为 probs 参数指定权重以便在训练期间更新它们的正确方法是什么?
也许可以尝试以下方法:
import tensorflow as tf
import tensorflow_probability as tfp
from tensorflow_probability import distributions as tfd
dist = tfd.Mixture(cat=tfd.Categorical(probs=tf.Variable([0.2, 0.8])),
components=[tfd.Normal(loc=tf.Variable(0., name='loc1'), scale=tf.Variable(1., name='scale1')),
tfd.Normal(loc=tf.Variable(0., name='loc2'), scale=tf.Variable(1., name='scale2'))])
optimizer = tf.keras.optimizers.Adam(learning_rate=0.01)
@tf.function
def train_step(X):
with tf.GradientTape() as tape:
loss = -tf.reduce_mean(dist.log_prob(X))
tf.print(dist.trainable_variables)
gradients = tape.gradient(loss, dist.trainable_variables)
optimizer.apply_gradients(zip(gradients, dist.trainable_variables)) #E
return loss
for i in range(10):
loss = train_step(tf.random.normal((272, 1)))
([0.2 0.8], 0, 1, 0, 1)
([0.2 0.8], -0.00999249145, 1.00999844, -0.0099981213, 1.00999963)
([0.200921655 0.799828708], -0.00638755737, 1.00682414, -0.00639217719, 1.00682521)
([0.20176363 0.799696386], -0.000149463303, 1.00765562, -0.000160227064, 1.00764322)
([0.200775564 0.800094664], 0.000889031217, 1.00637043, 0.000898908474, 1.00636196)
([0.199177444 0.800768435], -0.00115872873, 1.0025779, -0.00113528164, 1.0025754)
([0.19703567 0.801662683], -0.000830670586, 0.998396218, -0.000778611051, 0.998392522)
([0.193336055 0.80336237], 0.00244163908, 0.993740082, 0.00255049323, 0.993718445)
([0.192727238 0.803925216], 0.00376213156, 0.989788294, 0.00386576797, 0.989756942)
([0.194845349 0.802922785], 0.0022987891, 0.986021399, 0.00232516858, 0.985970497)
我正在尝试训练混合模型,但我不清楚如何指定可训练的数组参数以更新权重。所以如果我有以下权重硬编码
import tensorflow as tf
import tensorflow_probability as tfp
from tensorflow_probability import distributions as tfd
weights = [0.2, 0.8]
dist = tfd.Mixture(cat=tfd.Categorical(probs=weights),
components=[tfd.Normal(loc=tf.Variable(0., name='loc1'), scale=tf.Variable(1., name='scale1')),
tfd.Normal(loc=tf.Variable(0., name='loc2'), scale=tf.Variable(1., name='scale2'))])
optimizer = tf.keras.optimizers.Adam(learning_rate=0.01)
@tf.function
def train_step(X):
with tf.GradientTape() as tape:
loss = -tf.reduce_mean(dist.log_prob(X))
gradients = tape.gradient(loss,dist.trainable_variables)
optimizer.apply_gradients(zip(gradients, dist.trainable_variables))
return loss
for i in range(20000):
loss = train_step(X)
其中 X 是形状为 (272, 1) 的一维 Numpy 数组
现在假设我想学习权重。如果我在分类分布构造函数中尝试
probs=[tf.Variable(0.2, name='weight1'),tf.Variable(0.8, name='weight2')]
然后我收到错误消息“没有为任何变量提供梯度”
如果我尝试
probs=tf.Variable([tf.Variable(0.2, name='weight1'),tf.Variable(0.8, name='weight2')], trainable=True, name='weights')
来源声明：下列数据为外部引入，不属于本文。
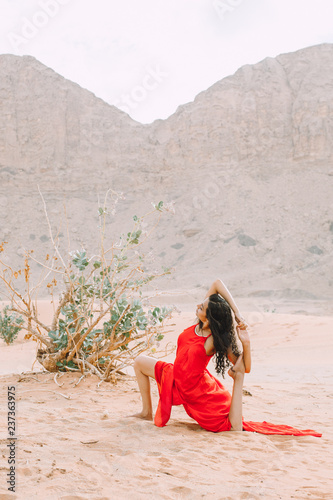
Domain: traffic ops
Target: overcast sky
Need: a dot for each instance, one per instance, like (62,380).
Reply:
(149,56)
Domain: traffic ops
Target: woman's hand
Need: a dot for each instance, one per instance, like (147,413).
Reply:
(241,321)
(243,335)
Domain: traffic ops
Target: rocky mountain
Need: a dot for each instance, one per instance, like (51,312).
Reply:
(248,164)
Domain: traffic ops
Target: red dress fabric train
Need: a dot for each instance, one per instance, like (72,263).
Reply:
(187,382)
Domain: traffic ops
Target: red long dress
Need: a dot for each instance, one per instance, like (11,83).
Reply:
(187,382)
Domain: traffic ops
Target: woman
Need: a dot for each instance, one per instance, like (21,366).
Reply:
(188,382)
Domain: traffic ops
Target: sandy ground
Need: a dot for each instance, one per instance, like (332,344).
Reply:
(77,442)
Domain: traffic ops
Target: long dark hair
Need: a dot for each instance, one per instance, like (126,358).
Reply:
(221,325)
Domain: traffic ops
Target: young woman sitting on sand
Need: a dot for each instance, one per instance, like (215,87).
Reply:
(187,381)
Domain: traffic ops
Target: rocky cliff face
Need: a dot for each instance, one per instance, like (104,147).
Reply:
(275,110)
(248,164)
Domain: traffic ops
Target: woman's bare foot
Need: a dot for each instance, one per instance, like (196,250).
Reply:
(143,415)
(238,368)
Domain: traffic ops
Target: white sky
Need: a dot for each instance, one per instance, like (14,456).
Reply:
(149,56)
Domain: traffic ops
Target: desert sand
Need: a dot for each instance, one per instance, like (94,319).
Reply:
(77,441)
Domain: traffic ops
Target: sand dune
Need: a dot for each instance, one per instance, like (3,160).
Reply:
(78,442)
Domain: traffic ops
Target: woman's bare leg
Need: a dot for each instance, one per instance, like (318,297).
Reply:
(144,367)
(235,414)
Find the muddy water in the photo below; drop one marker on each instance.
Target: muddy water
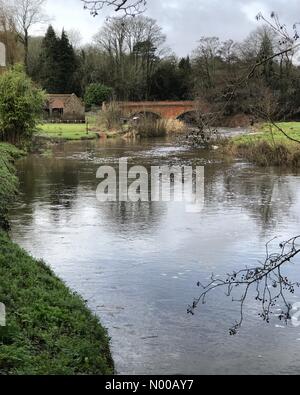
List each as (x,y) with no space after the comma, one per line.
(137,264)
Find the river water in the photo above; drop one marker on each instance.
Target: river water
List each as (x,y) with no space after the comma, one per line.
(137,264)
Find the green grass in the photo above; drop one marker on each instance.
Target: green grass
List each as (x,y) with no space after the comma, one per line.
(49,329)
(64,131)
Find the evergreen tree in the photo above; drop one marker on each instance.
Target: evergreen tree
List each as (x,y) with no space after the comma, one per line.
(58,63)
(49,61)
(67,65)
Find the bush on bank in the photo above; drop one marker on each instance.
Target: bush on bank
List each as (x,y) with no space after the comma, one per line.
(8,180)
(269,146)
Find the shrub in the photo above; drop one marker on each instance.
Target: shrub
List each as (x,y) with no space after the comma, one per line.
(96,94)
(111,117)
(21,105)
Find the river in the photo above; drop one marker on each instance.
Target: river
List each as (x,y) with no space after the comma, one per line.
(137,264)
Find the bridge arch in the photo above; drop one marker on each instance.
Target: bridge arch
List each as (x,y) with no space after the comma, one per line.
(149,114)
(188,116)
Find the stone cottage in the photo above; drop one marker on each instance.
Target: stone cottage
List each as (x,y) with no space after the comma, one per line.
(64,108)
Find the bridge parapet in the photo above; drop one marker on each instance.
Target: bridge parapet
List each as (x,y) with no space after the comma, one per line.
(164,109)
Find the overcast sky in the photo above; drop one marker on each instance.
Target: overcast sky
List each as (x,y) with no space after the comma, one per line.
(183,21)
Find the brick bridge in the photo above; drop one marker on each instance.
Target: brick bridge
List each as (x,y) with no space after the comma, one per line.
(163,109)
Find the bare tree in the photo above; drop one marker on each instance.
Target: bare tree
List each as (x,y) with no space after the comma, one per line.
(8,33)
(28,13)
(267,280)
(128,7)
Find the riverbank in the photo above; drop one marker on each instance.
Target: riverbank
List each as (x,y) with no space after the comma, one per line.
(49,329)
(268,146)
(64,132)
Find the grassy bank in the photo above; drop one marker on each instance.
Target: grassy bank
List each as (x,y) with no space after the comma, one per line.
(268,146)
(49,329)
(65,132)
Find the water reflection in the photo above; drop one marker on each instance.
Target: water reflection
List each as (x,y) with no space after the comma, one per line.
(137,264)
那么weight1和weight2不会出现在可训练变量列表中。权重已列出但未更新。
为 probs 参数指定权重以便在训练期间更新它们的正确方法是什么?
也许可以尝试以下方法:
import tensorflow as tf
import tensorflow_probability as tfp
from tensorflow_probability import distributions as tfd
dist = tfd.Mixture(cat=tfd.Categorical(probs=tf.Variable([0.2, 0.8])),
components=[tfd.Normal(loc=tf.Variable(0., name='loc1'), scale=tf.Variable(1., name='scale1')),
tfd.Normal(loc=tf.Variable(0., name='loc2'), scale=tf.Variable(1., name='scale2'))])
optimizer = tf.keras.optimizers.Adam(learning_rate=0.01)
@tf.function
def train_step(X):
with tf.GradientTape() as tape:
loss = -tf.reduce_mean(dist.log_prob(X))
tf.print(dist.trainable_variables)
gradients = tape.gradient(loss, dist.trainable_variables)
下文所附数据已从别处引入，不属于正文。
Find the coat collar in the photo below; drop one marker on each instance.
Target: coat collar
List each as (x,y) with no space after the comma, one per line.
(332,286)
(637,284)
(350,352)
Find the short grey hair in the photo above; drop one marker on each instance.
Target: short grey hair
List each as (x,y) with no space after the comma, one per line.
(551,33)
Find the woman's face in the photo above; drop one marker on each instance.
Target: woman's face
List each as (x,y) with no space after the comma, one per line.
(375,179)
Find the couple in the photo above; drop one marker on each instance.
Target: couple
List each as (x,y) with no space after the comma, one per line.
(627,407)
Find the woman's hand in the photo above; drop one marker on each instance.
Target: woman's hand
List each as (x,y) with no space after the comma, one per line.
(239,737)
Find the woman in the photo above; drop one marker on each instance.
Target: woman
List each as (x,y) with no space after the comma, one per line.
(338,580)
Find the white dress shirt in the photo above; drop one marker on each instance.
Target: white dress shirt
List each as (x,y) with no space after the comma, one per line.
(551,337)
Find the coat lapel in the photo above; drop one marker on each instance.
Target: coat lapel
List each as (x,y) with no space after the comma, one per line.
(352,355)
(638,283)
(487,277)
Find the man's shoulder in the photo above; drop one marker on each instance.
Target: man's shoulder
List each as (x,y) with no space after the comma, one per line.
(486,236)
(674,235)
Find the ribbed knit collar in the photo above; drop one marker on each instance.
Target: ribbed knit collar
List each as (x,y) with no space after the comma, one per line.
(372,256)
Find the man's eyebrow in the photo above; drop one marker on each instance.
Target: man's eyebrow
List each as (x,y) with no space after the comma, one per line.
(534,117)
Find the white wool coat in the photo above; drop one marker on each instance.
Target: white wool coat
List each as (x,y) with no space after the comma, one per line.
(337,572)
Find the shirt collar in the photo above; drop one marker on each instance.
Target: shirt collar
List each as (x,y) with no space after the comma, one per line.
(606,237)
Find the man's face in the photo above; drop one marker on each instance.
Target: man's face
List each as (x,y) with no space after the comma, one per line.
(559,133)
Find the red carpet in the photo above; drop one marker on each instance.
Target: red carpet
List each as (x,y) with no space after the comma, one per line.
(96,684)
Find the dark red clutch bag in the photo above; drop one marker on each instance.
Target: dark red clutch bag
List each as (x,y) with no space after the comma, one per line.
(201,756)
optimizer.apply_gradients(zip(gradients, dist.trainable_variables)) #E
return loss
for i in range(10):
loss = train_step(tf.random.normal((272, 1)))
([0.2 0.8], 0, 1, 0, 1)
([0.2 0.8], -0.00999249145, 1.00999844, -0.0099981213, 1.00999963)
([0.200921655 0.799828708], -0.00638755737, 1.00682414, -0.00639217719, 1.00682521)
([0.20176363 0.799696386], -0.000149463303, 1.00765562, -0.000160227064, 1.00764322)
([0.200775564 0.800094664], 0.000889031217, 1.00637043, 0.000898908474, 1.00636196)
([0.199177444 0.800768435], -0.00115872873, 1.0025779, -0.00113528164, 1.0025754)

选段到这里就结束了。